Rezension

Die individuellen Versionen der Wahrheit

Miracle Creek - Angie Kim

Miracle Creek
von Angie Kim

Der Traum von einem besseren Leben endet für die koreanische Einwandererfamilie Yoo in einer Katastrophe. Ihr „Miracle Submarine“, die Druckkammer für die Sauerstofftherapie, die eigentlich den Geldregen bringen sollte, explodiert und ihre Zukunft geht buchstäblich in Flammen und Rauch auf.

Wer trägt die Schuld an dem Unglück, bei dem zwei Menschen ihr Leben verlieren und vier weitere schwer verletzt werden? War die Ursache technisches Versagen oder doch Brandstiftung? Konnte eine Mutter den psychischen Belastungen nicht mehr Stand halten? Ist sie eine Mörderin? Polizei und Justiz gehen jedenfalls davon aus und klagen sie des Mordes an. Das Gerichtsverfahren soll Klärung bringen, aber die Suche nach der Wahrheit gestaltet sich schwieriger als erwartet, denn nichts ist so, wie es auf den ersten Blick scheint.

Die alleinerziehende Mutter, deren autistisches Kind rund um die Uhr Betreuung benötigt, bietet sich förmlich als Schuldige an. Permanent überfordert, an der Grenze der Belastbarkeit, nach jedem Strohhalm greifend, der sich bietet.
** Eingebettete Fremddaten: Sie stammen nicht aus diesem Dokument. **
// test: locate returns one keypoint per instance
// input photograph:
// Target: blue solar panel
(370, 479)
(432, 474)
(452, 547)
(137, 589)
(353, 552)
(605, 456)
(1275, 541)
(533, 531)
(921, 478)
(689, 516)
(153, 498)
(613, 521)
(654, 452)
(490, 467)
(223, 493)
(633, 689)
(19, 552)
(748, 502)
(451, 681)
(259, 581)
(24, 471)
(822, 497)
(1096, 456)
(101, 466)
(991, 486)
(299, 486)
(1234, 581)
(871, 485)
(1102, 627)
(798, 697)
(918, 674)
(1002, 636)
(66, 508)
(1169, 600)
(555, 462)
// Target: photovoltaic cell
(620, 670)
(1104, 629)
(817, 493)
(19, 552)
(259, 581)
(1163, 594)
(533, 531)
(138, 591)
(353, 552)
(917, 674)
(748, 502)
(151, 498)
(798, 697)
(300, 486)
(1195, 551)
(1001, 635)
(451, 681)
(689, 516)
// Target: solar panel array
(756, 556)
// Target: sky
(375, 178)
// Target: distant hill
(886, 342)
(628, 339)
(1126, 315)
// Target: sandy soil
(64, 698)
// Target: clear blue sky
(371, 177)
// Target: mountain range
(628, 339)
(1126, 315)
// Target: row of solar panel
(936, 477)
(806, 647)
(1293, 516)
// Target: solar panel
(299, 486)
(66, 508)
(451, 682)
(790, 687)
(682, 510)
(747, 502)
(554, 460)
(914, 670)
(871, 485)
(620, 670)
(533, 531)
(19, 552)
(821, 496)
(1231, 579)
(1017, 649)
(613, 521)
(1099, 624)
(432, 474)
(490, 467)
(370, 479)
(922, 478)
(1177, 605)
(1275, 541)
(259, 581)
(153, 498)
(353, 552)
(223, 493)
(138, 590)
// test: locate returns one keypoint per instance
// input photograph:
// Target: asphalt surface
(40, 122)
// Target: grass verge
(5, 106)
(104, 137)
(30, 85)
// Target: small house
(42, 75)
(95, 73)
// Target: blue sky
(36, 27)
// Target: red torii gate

Natürlich ist die Suche nach dem/der Verantwortlichen ein Punkt, der die Handlung bestimmt und vorantreibt, aber den Roman lediglich auf die Suche nach dem Täter, der Klärung der Schuldfrage zu reduzieren, wäre zu einfach. Es sind vielmehr die Beziehungsgeflechte, das aus der Welt fallen, das Verhaltensänderungen bewirkt. Neurosen sprießen lässt und letztlich dazu führt, dass sich die Wahrnehmung der Realität verändert, verschwimmt und sich individuelle Version von Wahrheit entwickeln, für deren Schutz man buchstäblich alles riskieren würde.